The cat, Felis catus, was likely domesticated around 10,000 years ago but only recently has imposed artificial selection created pedigreed cats that are generically referred to as cat breeds [13]. Since the first cat shows held in London’s Crystal Palace in 1871 and later in New York’s Madison Square Garden in 1881, many new breeds have been developed [46]. Currently, 40–71 breeds are recognized by different cat fancy organizations (Cat Fanciers’ Association (CFA)—42 [7], The International Cat Association (TICA)—71 [8], Governing Council of the Cat Fancy (GCCF)—40 [9], and Federation Internationale Feline (FIFE)—48 [10] breeds). The difference in the number of recognized breeds is related to the different criteria used to define a breed. Unlike other domesticated animals, which were selected for physical, behavioral, production, or functional traits and resulted in extreme breed variation [1115], cat breeds were mostly selected for discrete, single gene traits that were aesthetically pleasing to breeders [16].

In general, cat selected phenotypes can be classified into two groups; one related to the coat (color, pattern, length and texture) and a second related to body morphology (face, ear, body size, legs and tail) [17]. Most of the external variation, especially those that define breeds, can be seen in the coat and less so in body morphology [16, 18]. Cat aesthetic traits differ in (1) type; coat, body variations, or combinations, (2) origin; recently propagated de novo mutation or selected from natural populations, (3) history; an old trait or recently discovered, (4) specificity; trait present in a single breed or shared amongst multiple breeds.

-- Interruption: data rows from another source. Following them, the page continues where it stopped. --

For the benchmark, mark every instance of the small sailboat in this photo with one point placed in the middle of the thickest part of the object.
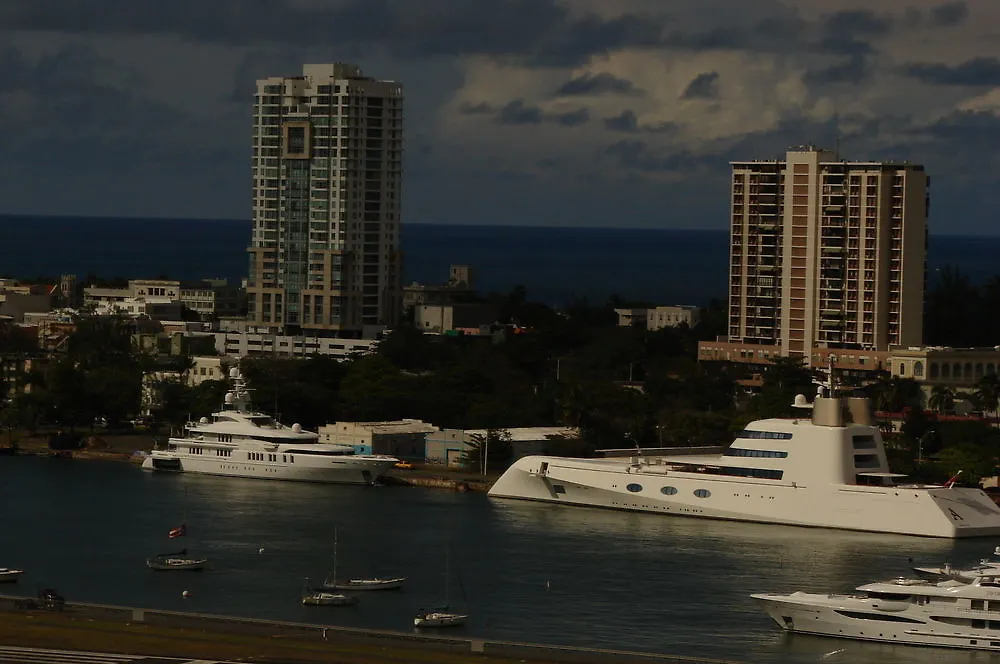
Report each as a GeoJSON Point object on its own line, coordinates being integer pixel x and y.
{"type": "Point", "coordinates": [359, 583]}
{"type": "Point", "coordinates": [322, 597]}
{"type": "Point", "coordinates": [177, 560]}
{"type": "Point", "coordinates": [441, 616]}
{"type": "Point", "coordinates": [9, 575]}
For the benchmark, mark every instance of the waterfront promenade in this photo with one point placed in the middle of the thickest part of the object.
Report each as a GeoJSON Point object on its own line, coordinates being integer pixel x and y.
{"type": "Point", "coordinates": [99, 627]}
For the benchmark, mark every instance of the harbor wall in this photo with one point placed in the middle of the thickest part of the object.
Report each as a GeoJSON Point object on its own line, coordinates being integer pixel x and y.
{"type": "Point", "coordinates": [374, 637]}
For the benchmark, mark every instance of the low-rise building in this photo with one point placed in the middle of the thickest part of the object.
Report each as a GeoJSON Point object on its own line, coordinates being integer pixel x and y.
{"type": "Point", "coordinates": [403, 439]}
{"type": "Point", "coordinates": [157, 298]}
{"type": "Point", "coordinates": [448, 446]}
{"type": "Point", "coordinates": [257, 344]}
{"type": "Point", "coordinates": [466, 318]}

These differences between the selected traits are likely to have different impacts on the genomes of various breeds.

Cat coat color traits belong to two groups; (1) patterned, which is displayed as a combination of more than one color in the form of spotted, striped, swirls and dorsal-ventral pigmentation, or (2) pigmentation, where colors range from white to heavily pigmented color. Cat coat color phenotypes are products of genetic variation within KIT (white and white spotting) [1921], TYR (points pattern, mocha, albino) [2224], ASIP (black, agouti) [25], MC1R (amber and russet) [26, 27], TYRP1 (brown, cinnamon and chocolate) [28], and MLPH (dilute coloration) [29]. Similarly, coat length and texture arose from polymorphisms within FGF5 (longhair) [30, 31], KRT71 (curly and naked) [32, 33], and LPAR6 and LIPH (curly) [34, 35]. On the other hand, body morphology variations that were selected in various breeds include the face (Burmese—ALX1) [36, 37], ears (Scottish Fold folded ears—TRPV4) [38], size (dwarfism—UGDH) [39], and tail (Japanese Bobtail tail length and kink—HES7, Manx tail length and tailless–T gene) [4042].

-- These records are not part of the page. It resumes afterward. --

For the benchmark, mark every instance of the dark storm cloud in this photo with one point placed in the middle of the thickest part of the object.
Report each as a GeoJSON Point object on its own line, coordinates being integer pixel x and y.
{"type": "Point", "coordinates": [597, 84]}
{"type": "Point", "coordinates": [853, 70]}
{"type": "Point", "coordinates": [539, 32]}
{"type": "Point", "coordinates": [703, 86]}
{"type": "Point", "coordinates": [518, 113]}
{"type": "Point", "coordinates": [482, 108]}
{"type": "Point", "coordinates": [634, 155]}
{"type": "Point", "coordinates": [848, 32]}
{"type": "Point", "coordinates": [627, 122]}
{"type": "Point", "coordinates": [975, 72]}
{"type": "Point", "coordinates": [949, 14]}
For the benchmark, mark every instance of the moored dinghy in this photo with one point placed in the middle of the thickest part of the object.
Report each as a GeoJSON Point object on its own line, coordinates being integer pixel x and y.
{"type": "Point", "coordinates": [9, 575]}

The origin of cat breed defining traits generally followed one of three paths [43]. One path depended on selecting individual cats from the standing variation within a feral population. Breeds developed by this route are referred to as natural breeds (i.e. Persian, Turkish Angora, Maine Coon and Siberian) [44]. A second relied on combining traits of two breeds or two cat species and develop a cross-hybrid. The Ocicat’s defining look was developed using other established breeds (Abyssinian, American Shorthair and Siamese). The Bengal breed is a hybrid between domestic cats and the Asian leopard cat, Prionailurus bengalensis [6]. A third way was to identify a de novo mutation (i.e. an individual with unique trait) and carefully perform selective matings to fix and propagate the newly discovered phenotype (e.g., Selkirk Rex [45]).

Recent and rapid increase in cat breeds through strong selection directed for desired single traits and crossing of unrelated pre-existing breeds, created a bulk of interrelated and yet phenotypically divergent breeds. However, the majority of breeds were established by selecting from feral populations (new phenotype or pre-existing one) and can be traced to four regional populations: (1) Western derived (e.g. Persian, Main Coon, and Norwegian Forest Cat), (2) Eastern derived (e.g. Birman, Burmese, Bombay, Siamese and Oriental), (3) Mediterranean (Turkish Van and Turkish Angora), and (4) Arabian Sea (Sokoke) [16, 43, 44].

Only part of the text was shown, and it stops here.